Hello again. I'm fed so I'm good for a little while. I've always been known as the bottomless pit. Won a pig trophy when I was 12 in a sub eating contest. You sound as skinny and boney as I was in my 20's. I'm still a little underweight right now but I'm slowly getting to my goal of 112. I'm 5'2".
The first step in the process is confirming the elevated FT4 and normal TSH to rule out lab error or interferring antibodies or things like that. Usually two or three runs of the TSH, FT4 and FT3 (not the total T3 you had run) that show the same anomoly starts the process going. The rest of the process, actually written by the guys in chicago that your endo's talking about, can be found online at http://thyroidmanager.org/Chapter16/16d-frame.htm
It's the most authoritative source to be found on the condition. It's highly technical but if you read thru it, you should be able to pick up little bits and pieces. Don't let the big words intimidate you. Just skim over em. It's not necessary to learn everything at once. There's a few things in english in there and what you don't understand, just ask.
The other thing you want to do is make sure that you get copies of all your labs. See if you can get your former labs too. It's easier to track your progress if you have something to refer back to.

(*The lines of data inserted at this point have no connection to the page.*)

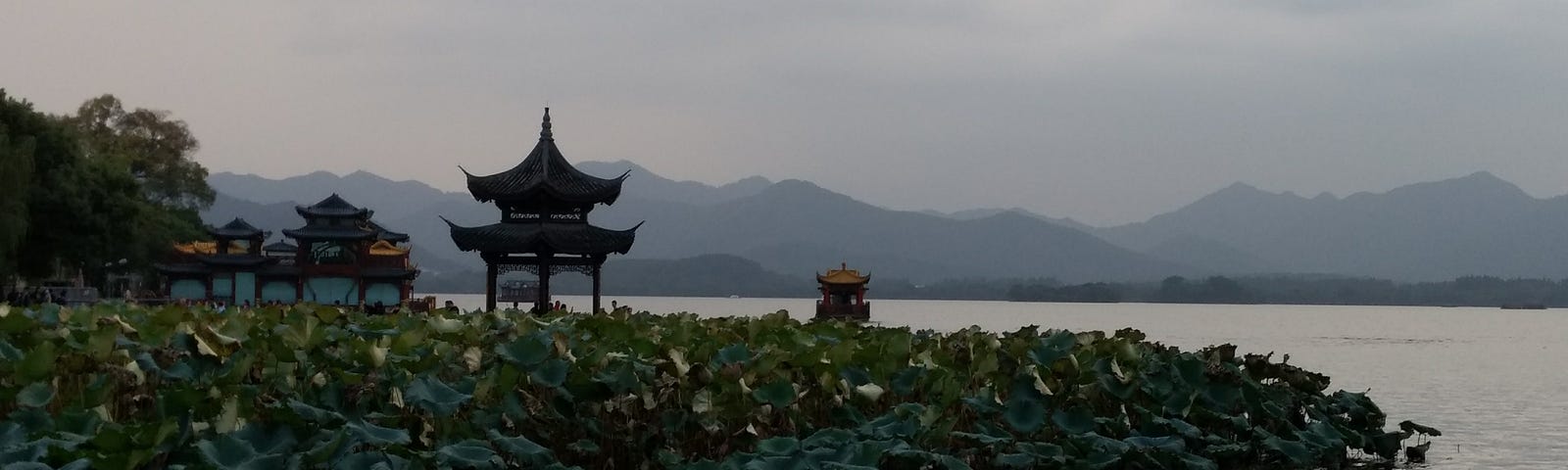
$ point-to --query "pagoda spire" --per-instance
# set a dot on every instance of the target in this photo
(545, 127)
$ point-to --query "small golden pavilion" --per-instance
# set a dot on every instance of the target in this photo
(843, 295)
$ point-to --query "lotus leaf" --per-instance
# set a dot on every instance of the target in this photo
(1074, 420)
(467, 454)
(778, 394)
(226, 451)
(36, 396)
(1026, 414)
(435, 397)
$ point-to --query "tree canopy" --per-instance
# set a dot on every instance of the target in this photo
(94, 188)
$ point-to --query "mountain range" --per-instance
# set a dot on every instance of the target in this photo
(1474, 224)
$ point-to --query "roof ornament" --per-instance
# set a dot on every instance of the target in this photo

How'd you feel on the tapazole? I went thru three years on anti-thyroid meds and to be honest, most of the time felt like total crap. It was like a trip thru hell but they kept changing doses on me cause my tsh kept skyrocketing while I stayed hyper. It drove em nuts. I was finally put on beta blockers by a gp and maintained real well for about 15 years. It got out of control again a little over 2 years ago after a case of shingles. Do you find your symptoms flare and settle some over time?
I think you're right. All those symptoms are probably from your thyroid. They sound very familiar. You wouldn't believe the number of docs who thought I was out of my mind.
It usually is an inherited condition (80%) so if you've got it, your mom probably does too if she has a thyroid disorder. The majority of patients are misdiagnosed as having graves.
Yeah, they can only treat symptoms. It's a genetic defect that cannot be fixed. However, the hardest part of the entire thing is getting a diagnosis instead of a label of being crazy or being misdiagnosed and improperly treated. Once that's done, things get a lot better. Beta blockers do wonders. I use atenolol and am allowed to take extra if needed and kind of adjust it up and down. I take propranolol if things get real ruff. In february I started taking cytomel which is a synthetic form of T3 on top of the atenolol. In april, one of my sisters saw me for the first time in about 5 years and wanted to know what had happened cause she'd never seen me sit still my life. Everyone's commenting on how much better I look and I can't believe how much better I feel. So stop worrying about that part. Getting rid of the symptoms is great.
Just hang in there and please keep me posted. I've been looking a long time for someone who's been thru it too.